Semantic Machines, founded in 2014 with $21 million backing, has focused exclusively on conversational AI, and has some strong pedigree in its ranks, which helped attract Microsoft’s attention. Roth had earlier launched Voice Signal Technologies, subsequently acquired by Nuance Communications for $300 million in 2007, and ultimately by Spectrum Brands. Larry Gillick, another co-founder and CTO of Semantic Machines, was VP of Research at Dragon Systems, and also VP of Core Technology at Voice Signal Technologies, then for mobile devices at Nuance, and finally, Chief Speech Scientist for Siri at Apple – so he has been around the field at high levels. Finally, yet another co-founder, Chief Scientist and VP of Research Dan Klein, is currently professor of computer science at UC Berkeley having previously been Chief Scientist at Adap.tv.
But the real proof is in the pudding, rather than the chefs that baked it, and so the main prize for Microsoft was Semantic Machines’ Conversation Engine – its core product. The aim with the Conversation Engine from the start was to address the much harder open-ended problem of not just extracting semantic meaning from words, whether in voice or text, but then expanding on that into a framework that incorporates nuances and content as the conversation develops. It attempts this by generating a self-updating learning framework for managing dialog context, state, salience and the goals of the end users.
Machine-learning is at the heart of this engine, which also has to maintain the dialogue intelligently with users as it goes along and eventually allow other ways to interact at the same time, for example on a screen or mobile phone.

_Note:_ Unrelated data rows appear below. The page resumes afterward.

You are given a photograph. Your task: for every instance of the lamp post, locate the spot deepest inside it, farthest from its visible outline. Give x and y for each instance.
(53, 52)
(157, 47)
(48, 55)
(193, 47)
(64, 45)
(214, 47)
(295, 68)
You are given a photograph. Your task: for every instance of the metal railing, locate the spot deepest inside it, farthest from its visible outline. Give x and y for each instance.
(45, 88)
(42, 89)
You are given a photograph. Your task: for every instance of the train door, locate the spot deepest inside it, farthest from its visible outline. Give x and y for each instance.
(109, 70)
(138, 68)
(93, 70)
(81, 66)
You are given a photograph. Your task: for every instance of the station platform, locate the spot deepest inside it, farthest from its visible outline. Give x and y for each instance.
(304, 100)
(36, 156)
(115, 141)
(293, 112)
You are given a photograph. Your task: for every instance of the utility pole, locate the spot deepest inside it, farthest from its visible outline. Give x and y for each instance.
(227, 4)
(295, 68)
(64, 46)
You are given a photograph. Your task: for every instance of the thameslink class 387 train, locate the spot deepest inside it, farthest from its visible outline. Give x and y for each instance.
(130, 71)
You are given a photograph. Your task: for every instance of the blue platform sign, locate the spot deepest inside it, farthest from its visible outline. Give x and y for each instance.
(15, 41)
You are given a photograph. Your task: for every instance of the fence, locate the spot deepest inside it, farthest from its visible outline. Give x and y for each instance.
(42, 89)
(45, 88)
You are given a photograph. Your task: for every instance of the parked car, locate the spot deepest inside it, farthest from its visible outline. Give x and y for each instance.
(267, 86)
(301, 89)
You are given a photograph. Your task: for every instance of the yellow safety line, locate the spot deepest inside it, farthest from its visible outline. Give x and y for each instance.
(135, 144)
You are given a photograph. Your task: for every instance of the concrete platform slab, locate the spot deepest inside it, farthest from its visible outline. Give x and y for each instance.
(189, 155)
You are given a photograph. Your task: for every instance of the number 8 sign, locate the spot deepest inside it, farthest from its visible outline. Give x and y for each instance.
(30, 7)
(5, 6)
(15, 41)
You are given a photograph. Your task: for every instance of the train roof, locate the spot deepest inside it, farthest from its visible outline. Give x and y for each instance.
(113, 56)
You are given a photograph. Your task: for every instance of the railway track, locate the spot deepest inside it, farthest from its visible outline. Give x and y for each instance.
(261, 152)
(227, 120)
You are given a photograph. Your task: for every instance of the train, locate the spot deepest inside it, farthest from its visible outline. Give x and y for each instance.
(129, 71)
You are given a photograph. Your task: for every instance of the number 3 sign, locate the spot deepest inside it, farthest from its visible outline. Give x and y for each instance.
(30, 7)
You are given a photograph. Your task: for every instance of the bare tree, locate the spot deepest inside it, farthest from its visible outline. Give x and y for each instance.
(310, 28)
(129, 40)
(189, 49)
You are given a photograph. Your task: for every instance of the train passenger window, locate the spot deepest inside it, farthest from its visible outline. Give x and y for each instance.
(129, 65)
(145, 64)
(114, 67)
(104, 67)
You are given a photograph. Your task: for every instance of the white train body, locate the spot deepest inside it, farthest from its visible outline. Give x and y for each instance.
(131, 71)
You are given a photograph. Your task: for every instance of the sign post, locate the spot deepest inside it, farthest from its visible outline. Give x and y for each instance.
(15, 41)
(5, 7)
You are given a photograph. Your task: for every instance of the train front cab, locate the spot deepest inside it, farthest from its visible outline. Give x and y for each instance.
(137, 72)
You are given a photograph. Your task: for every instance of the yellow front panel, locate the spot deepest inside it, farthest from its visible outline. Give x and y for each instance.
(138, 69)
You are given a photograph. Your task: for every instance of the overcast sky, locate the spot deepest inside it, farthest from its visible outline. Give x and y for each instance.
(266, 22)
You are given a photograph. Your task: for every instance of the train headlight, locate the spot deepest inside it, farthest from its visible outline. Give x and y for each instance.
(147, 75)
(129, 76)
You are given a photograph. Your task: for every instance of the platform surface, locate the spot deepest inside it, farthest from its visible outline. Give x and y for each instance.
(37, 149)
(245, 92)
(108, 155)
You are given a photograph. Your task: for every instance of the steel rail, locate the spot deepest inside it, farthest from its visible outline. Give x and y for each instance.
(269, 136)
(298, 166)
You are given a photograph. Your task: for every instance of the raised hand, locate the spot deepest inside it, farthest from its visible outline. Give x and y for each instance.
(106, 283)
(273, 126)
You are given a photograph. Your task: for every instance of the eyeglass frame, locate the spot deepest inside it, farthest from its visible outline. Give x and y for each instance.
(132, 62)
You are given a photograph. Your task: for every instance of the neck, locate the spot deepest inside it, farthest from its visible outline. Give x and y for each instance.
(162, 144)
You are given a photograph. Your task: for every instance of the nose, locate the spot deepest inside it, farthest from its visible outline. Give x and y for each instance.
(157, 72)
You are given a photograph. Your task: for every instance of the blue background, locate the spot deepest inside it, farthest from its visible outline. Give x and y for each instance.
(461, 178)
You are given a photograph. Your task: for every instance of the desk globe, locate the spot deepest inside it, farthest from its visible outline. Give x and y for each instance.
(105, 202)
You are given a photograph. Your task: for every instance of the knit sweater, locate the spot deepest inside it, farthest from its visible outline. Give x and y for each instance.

This requires two aspects of machine-learning, being able to identify patterns as they develop, quickly in real time, while also being able to cope with some uncertainty and incomplete information. The system must therefore be able to make intelligent predictions, which is where Bayesian inference comes in. This offers a way of working back through a conversation to glean what the speaker most likely meant earlier as a result of subsequent utterances. It allows the system continually to gather more information and update its estimate of what was said or intended earlier on the balance of probabilities.
Of course, Semantic Machines has no monopoly over Bayesian inference or any other technology. However, it has applied its expertise to tune the system and in effect to reach greater levels of certainty over interpretation of meaning and also to drill down further into the analysis than some of its competitors.
That said, we have yet to see anything approaching a meaningful comparison between alternative conversational AI systems, so judgment must be reserved – although Microsoft has presumably done its homework. There have been some studies of chatbots conducted for example by the Chatbots Journal, but these tend to be qualitative rather than quantitative and merely allude to Semantic Machines’ ability to go beyond understanding commands. There is still a long way to go, and it is likely that Microsoft will introduce features derived from the incorporation of Semantic Machine’s engine quietly, without fanning the flames of expectations too fast at first.
What is certain is that Microsoft’s move will stoke the speech technology arms race further, and that more acquisitions can be expected from all the big players. That reflects how a lot of the best people in the field engage in start-ups in the expectation that they will cash in through either IPO or being acquired and make much more money than if they just joined the big players in the first place.